Our relationship didn't start out all sunshine-y and happy. In fact, I hated her at first. Just imagine how it looked from my eyes; This stranger just waltzing in and stealing my teacher from me, when she already had one of her own! I made my feelings well known from day one, making sure that this girl was aware that she wasn't welcomed by me. My temper flared at the slightest things, and I made sure to take every bit of my anger out on her, even if she didn't even remotely have anything to do with it.
And yet, amazingly, nothing seemed to phase this strange girl. Her personality was as bright as her hair, standing out just as much as the long, red locks. Childish and happy to the last, she took every bit of venom I spat at her and still showed up every week with the same eagerness she had on the day we met. With a will that could withstand the end of the world, she seemed completely content with trying to earn my approval.
It wasn't long before I caved under that bright smile, I just couldn't fight that adorably innocent girl anymore. Before I knew it, I had fallen head over heels. Everything about her just exuded this peaceful energy and she became the object of my happiness, the pillar of strength that drove me on. I knew that no matter what troubles had plagued me during the week, they would pale to insignificance once she showed up. But I couldn't seem to let anyone know that. I was stubborn by nature, and I simply wasn't ready to roll over and admit defeat yet.
Instead, I grew quiet and distanced. My spats of violent anger became fewer and far between, but only because I didn't speak to Zoey much at all. We worked on projects together and learned together, but I gave her the cold shoulder otherwise. The redhaired girl isn't as oblivious as she likes to let on, because I think she realized that this was a sign of my will breaking. I was losing my fight with outward emotion, so I retreated internally in a vain attempt at victory; In her and Lalna's eyes that is.
Neither had the slightest idea to my change of heart, and I heard them joke about my "sulking" quite often. They were convinced that I was just acting like a scolded child...and in a way, I might have been. Zoey had crashed through my walls and made a comfortable spot for herself in my heart; and I was bitter over that! So, acting like a little kid with a crush, I treated her harshly to try and get more attention. Ignoring her was mean, but like everything else, it didn't bother Zoey and she remained just as friendly.
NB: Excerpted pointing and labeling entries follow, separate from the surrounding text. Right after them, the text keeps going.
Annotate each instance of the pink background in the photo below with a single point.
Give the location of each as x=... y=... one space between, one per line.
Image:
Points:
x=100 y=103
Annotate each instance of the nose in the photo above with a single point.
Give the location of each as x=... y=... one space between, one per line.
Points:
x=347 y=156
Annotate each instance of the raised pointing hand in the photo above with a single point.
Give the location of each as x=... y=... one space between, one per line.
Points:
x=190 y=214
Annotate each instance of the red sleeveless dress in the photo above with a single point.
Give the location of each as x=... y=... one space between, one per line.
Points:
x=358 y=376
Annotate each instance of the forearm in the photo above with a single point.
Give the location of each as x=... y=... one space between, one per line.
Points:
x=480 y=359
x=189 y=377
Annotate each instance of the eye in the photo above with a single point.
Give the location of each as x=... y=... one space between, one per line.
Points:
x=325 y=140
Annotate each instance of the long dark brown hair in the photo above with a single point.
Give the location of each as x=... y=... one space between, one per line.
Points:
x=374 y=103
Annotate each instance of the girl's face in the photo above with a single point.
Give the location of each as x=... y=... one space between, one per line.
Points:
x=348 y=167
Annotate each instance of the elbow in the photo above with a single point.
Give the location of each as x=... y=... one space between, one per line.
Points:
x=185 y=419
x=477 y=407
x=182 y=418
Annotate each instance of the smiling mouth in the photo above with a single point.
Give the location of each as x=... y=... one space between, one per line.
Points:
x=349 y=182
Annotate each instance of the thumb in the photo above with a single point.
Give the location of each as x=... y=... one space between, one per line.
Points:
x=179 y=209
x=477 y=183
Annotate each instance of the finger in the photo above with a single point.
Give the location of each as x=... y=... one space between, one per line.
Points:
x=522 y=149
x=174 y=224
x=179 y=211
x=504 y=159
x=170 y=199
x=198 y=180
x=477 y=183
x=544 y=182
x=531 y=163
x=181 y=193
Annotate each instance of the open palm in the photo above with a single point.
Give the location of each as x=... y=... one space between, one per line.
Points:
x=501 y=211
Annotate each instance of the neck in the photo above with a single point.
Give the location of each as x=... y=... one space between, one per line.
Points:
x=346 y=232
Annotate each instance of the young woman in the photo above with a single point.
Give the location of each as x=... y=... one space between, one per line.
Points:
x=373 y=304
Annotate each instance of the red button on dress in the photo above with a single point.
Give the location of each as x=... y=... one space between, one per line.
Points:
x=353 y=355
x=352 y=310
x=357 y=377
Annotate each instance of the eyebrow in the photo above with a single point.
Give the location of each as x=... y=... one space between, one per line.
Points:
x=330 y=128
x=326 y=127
With this new silence, I learned more about her than I ever would have if I had continued to be rude, or even if I had tried to be nice. I became an observer and a listener, taking note of the trivial details that made her up as a person. Coming to Pandalabs and learning about science was an escape for her. At first I didn't care much for the mindless chatter about Blackrock Castle...but then she started talking about someone I COULD hate; Rythian. The dark mage didn't treat Zoey right, for one, always bundling her about as if she didn't know the slightest thing about magic. Forbidding her from learning anything scientific until recently, and even then he scorned it when she returned. It didn't seem fair to me, that he got to see her every day and didn't appreciate her like he could. I mean, I wasn't exactly the nicest to her, but I didn't live with her either!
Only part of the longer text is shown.